Immediately after the publication of the firm intention announcement, Lulla was quoted in the Indian press: "...If Adcock Ingram is ready to continue with the existing arrangement, we will continue with the supplies".

This statement was welcomed by Adcock as being consistent with Louw's understanding of his prior discussions with Lulla.

On pril 17 however, Lulla stated publicly that Cipla India was not supportive of Adcock's proposed offer. On the same date, and minutes after Lulla's statement was released, CMSA issued its second Sens announcement in which it also confirmed that Jerome Smith, CEO of CMSA, was opposed to the proposed offer.

In early May, Adcock received a copy of a letter addressed to Louw by Lulla. This letter advised Adcock that both Lulla and the board of directors of Cipla India did not support the proposed transaction.

Based on the information publicly available at the time of the firm intention announcement, Adcock understood that the entire contractual relationship between CMSA and Cipla India was governed solely by a written supply agreement, concluded on or about September 26 2005.

To Adcock's knowledge, the terms of the Cipla India agreement have never been publicly disclosed by CMSA, except for a summary of salient terms contained in a limited information memorandum dated October 2005.

Having reviewed the supply agreement summary and all subsequent public communications by CMSA, Adcock was not aware of any issues in the Cipla India agreement that could prejudice the proposed transaction.

Adcock therefore noted with concern media statements attributed to Lulla that Cipla India has the right to terminate the Cipla India agreement upon a "change of management" of CMSA.

Adcock has also noted that CMSA has not publicly challenged or questioned this interpretation, and to the contrary has in its Sens announcement of May 4 implicitly confirmed the risk of such termination. The existence of this termination right would have a material effect on the market for CMSA shares and any potential offer for CMSA.

Therefore on May 19 2009, the Adcock board requested the CMSA board to clarify this issue. No response has as yet been received.

Adcock has also formally requested JSE to investigate whether the Cipla India agreement contains such a termination right, which would in effect grant Cipla India negative control over the major operations of CMSA, and whether this was properly disclosed to CMSA shareholders. The JSE is in the process of investigating the matter.

The suspensive condition pertaining to the contractual relationship between Cipla India and CMSA is contained in paragraph 7.2.3 of the firm intention announcement.
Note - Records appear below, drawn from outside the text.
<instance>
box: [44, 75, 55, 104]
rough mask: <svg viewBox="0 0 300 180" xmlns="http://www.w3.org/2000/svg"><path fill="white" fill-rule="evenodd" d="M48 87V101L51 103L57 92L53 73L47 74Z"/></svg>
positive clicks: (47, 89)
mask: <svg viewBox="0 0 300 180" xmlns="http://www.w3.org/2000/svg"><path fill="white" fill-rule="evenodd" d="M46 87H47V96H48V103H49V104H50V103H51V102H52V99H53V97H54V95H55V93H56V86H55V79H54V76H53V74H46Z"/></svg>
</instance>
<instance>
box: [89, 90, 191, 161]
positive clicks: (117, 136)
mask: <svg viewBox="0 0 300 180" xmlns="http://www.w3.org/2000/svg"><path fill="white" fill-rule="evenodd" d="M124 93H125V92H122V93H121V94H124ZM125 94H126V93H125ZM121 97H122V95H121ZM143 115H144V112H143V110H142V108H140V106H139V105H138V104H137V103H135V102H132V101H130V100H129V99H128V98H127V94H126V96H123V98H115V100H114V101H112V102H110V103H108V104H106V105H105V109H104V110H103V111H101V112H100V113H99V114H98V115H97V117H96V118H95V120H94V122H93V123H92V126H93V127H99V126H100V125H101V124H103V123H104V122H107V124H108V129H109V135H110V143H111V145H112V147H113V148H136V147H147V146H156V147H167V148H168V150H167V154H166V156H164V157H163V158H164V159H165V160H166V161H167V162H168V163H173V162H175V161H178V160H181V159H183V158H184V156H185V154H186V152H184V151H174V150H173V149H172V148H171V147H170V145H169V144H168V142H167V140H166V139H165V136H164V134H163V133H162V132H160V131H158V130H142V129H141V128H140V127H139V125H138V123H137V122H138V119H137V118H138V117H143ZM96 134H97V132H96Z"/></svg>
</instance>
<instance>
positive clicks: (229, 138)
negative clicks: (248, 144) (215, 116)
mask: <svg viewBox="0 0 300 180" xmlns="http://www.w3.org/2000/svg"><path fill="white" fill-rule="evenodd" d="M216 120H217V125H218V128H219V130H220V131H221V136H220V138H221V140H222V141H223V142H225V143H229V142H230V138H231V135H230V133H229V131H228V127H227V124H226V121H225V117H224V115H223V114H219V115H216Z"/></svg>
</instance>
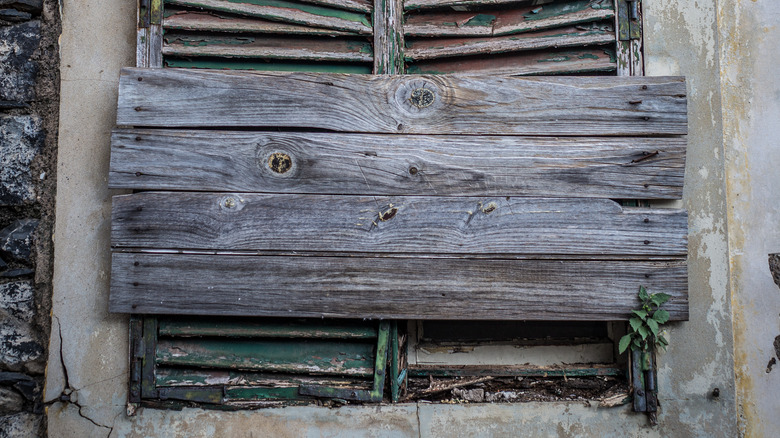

Given the lack of any substantive response from the CMSA board, as well as Adcock's concerns regarding the contractual relationship between Cipla India and CMSA, Adcock wrote to Cipla India on May 28 2009 in order to remove any uncertainty regarding the position of Cipla India in relation to the above condition.

Adcock requested Cipla India to confirm, in writing, whether the written confirmation contemplated in the above condition 7.2.3 of the firm intention announcement would be forthcoming.

On May 30, Cipla India issued a response to Adcock's letter in which it failed to provide the written confirmation requested, and also unequivocally rejected the proposed transaction.

The Adcock board therefore believes that there is no reasonable prospect of the suspensive condition being fulfilled.

Commenting on the withdrawal, CEO Jonathan Louw said: "While we are disappointed to withdraw from a transaction which had such a compelling commercial rationale, we have been placed in an untenable position.

"Given the lack of response from the CMSA board, the uncertainty over the precise nature of the contractual relationship between Cipla India and CMSA, and the potential risk of retributive action by Cipla India in respect of its commercial relationship with CMSA, the prospect of successfully completing a commercially viable transaction is no longer possible.

"We remain committed to our strategy of growing Adcock Ingram through prudent acquisition, and delivering value to shareholders".